Tiraillé entre deux spécialités
Le Dr Mauro Henrique de Lima travaille à l'UPA deux jours par semaine. Au Brésil, il n'existe pas de spécialité "urgences".
La plupart des médecins urgentistes ont une autre spécialité et sont volontaires pour pratiquer la médecine d'urgences en parallèle. C'est le cas du Dr de Lima : quand il n'est pas à l'UPA, il pratique la chirurgie vasculaire dans un hôpital privé.
Exercer dans cette unité publique est un choix pour ce jeune médecin passionné et dévoué.
Il est rare qu'un urgentiste travaille à temps plein dans un service d'urgences, il partage généralement son temps entre sa spécialité initiale et les Urgences.
"Nous sommes nombreux à poursuivre cette double activité après l'obtention de nos diplôme. Les Urgences nous obligent à étudier régulièrement, à nous mettre à jour des dernières recommandations et à ne pas perdre notre pratique clinique.
"J'ai donc choisi de poursuivre cette double activité pour ces raisons et cela me permet de travailler à la fois dans le public et dans le privé", me confit le Dr de Lima. Mais difficile pour lui d'être d'avantage présent à l'UPA.

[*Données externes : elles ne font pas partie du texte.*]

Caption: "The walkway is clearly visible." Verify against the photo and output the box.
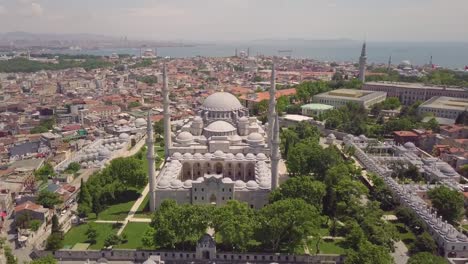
[117,184,151,236]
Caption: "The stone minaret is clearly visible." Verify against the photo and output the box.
[359,42,367,83]
[271,114,281,190]
[162,65,172,159]
[267,63,276,146]
[146,111,156,212]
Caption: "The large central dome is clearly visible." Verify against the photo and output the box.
[201,92,244,111]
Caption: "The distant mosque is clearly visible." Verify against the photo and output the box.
[147,66,280,211]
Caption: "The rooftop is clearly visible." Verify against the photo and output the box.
[365,82,467,91]
[419,96,468,111]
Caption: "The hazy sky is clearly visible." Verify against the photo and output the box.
[0,0,468,41]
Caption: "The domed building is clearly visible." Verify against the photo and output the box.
[147,66,279,210]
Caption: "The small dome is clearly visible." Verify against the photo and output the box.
[176,131,193,143]
[239,116,249,123]
[246,181,258,190]
[197,177,205,182]
[259,180,271,190]
[247,132,263,142]
[99,148,111,157]
[257,153,267,160]
[440,164,457,176]
[234,180,245,189]
[221,178,232,183]
[158,179,169,189]
[172,152,182,160]
[245,153,255,160]
[184,180,192,189]
[119,133,130,140]
[226,153,235,160]
[229,135,242,143]
[213,150,224,159]
[171,179,182,189]
[193,153,203,160]
[403,142,416,149]
[205,120,237,133]
[236,153,244,160]
[135,118,146,127]
[201,92,244,111]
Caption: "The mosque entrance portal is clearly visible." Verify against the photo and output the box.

Les médecins brésiliens, sous payés dans le service public, privilégient leur pratique vers les hôpitaux privés pour bénéficier d'un meilleur salaire et travailler avec du matériel de pointe.
"Le système de santé publique manque de médecins et de moyens. Il n'y a pas de secret.
"Pour améliorer le SUS, système unique de santé brésilien (voir encadré), il faudrait augmenter l'enveloppe budgétaire pour rehausser les salaires des médecins sous payés et acheter du matériel plus performant.
"Même si les médecins ne travaillent pas simplement pour l'argent, travailler dans de bonnes conditions est primordial pour prendre en charge correctement les patients", ajoute le chirurgien.
"Nous ne laisserons jamais un patient partir sous prétexte qu'il n'a pas d'argent pour payer l'opération mais le délai d'attente peut être plus long car les hôpitaux publics sont souvent débordés. En cas d'urgence vitale, le patient sera bien évidemment pris en charge en priorité", conclut-il.
Le "Sistema Único de Saude" (SUS) ou système unique de santé a été mis en place en 1988 et pose le "principe du droit à la santé pour tous". Il garantit officiellement un accès gratuit et universel aux services publics de santé.
Des mois d'attente pour une chirurgie, des erreurs médicales, des scandales de corruption ou des malades laissés à leur triste sort en raison d'un manque de lits d'hôpitaux, ont donné au système une mauvaise réputation.
Pour être soignés plus rapidement et devant le manque de médecins dans les hôpitaux publics, les patients qui peuvent se le permettre souscrivent à une assurance privée.